Sponsored by: Assistance Publique - Hôpitaux de Paris
Information provided by: Assistance Publique - Hôpitaux de Paris
ClinicalTrials.gov Identifier: NCT00190398
  Purpose

The purpose of this study is to evaluate whether carotid angioplasty with stent (CAS) is as safe and effective as carotid surgery in regards to:

  1. the risk of stroke and death within 30 days of the procedure;
  2. the long-term risk of ipsilateral carotid territory stroke, in patients with recently symptomatic, severe carotid stenosis suitable for both CAS and carotid endarterectomy.

Condition Intervention Phase
Transient Ischemic Attack
Carotid Stenosis
Atherosclerosis
Device: Carotid angioplasty and stenting with cerebral protection
Phase III

MedlinePlus related topics: Angioplasty Transient Ischemic Attack
U.S. FDA Resources
Study Type: Interventional
Study Design: Prevention, Randomized, Open Label, Active Control, Parallel Assignment, Safety/Efficacy Study
Official Title: Endarterectomy Versus Angioplasty in Patients With Severe Symptomatic Carotid Stenosis

Further study details as provided by Assistance Publique - Hôpitaux de Paris:

Primary Outcome Measures:
  • Any stroke or death within 30 days of the procedure
  • Any stroke or death within 30 days of the procedure plus ipsilateral stroke during the follow-up period (2 to 4 years)

Secondary Outcome Measures:
  • Clinical: Myocardial infarction within 30 days of the procedure
  • Other complications within 30 days of the procedure: cerebral (transient ischemic attack [TIA])
  • locoregional (e.g. cranial nerve palsy, complications at the site of puncture)
  • General: Any disabling stroke or death within 30 days of the procedure plus disabling or fatal ipsilateral stroke during the follow-up period
  • Any stroke or death within 30 days of the procedure plus any stroke (or any stroke or death) during the follow-up period
  • TIA during the follow-up period
  • Functional status at the end of the study
  • Anatomical: Carotid restenosis (> 70% on carotid ultrasound)
  • Integrity of the stent 2 years after the procedure (on cervical radiogram)

Estimated Enrollment: 900
Study Start Date: November 2000
Estimated Study Completion Date: December 2007
Detailed Description:

Findings from two large randomized clinical trials – NASCET and ECST - have established endarterectomy as the standard treatment for severe symptomatic carotid artery stenosis.

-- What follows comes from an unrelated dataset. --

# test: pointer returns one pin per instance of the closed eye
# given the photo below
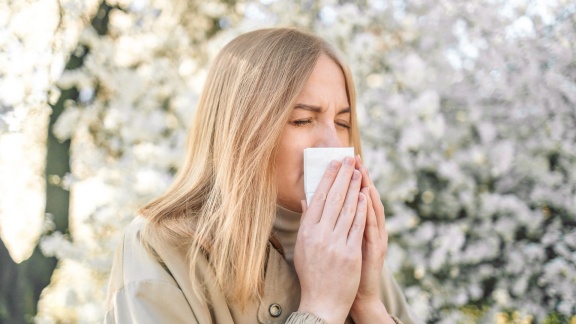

Compared to endarterectomy, stenting with or without cerebral protection has the advantage of avoiding general anesthesia and incision in the neck that could lead to nerve injury and wound complications. The costs may be less than those of surgery, mainly because of a shorter hospital stay. However, stenting also carries a risk of stroke and local complications. Unlike endarterectomy, which has known long-term benefits, stenting does not remove the atheromatous plaque, and the long-term efficacy of this technique needs also to be assessed. Several trials are in progress in Europe and the United States.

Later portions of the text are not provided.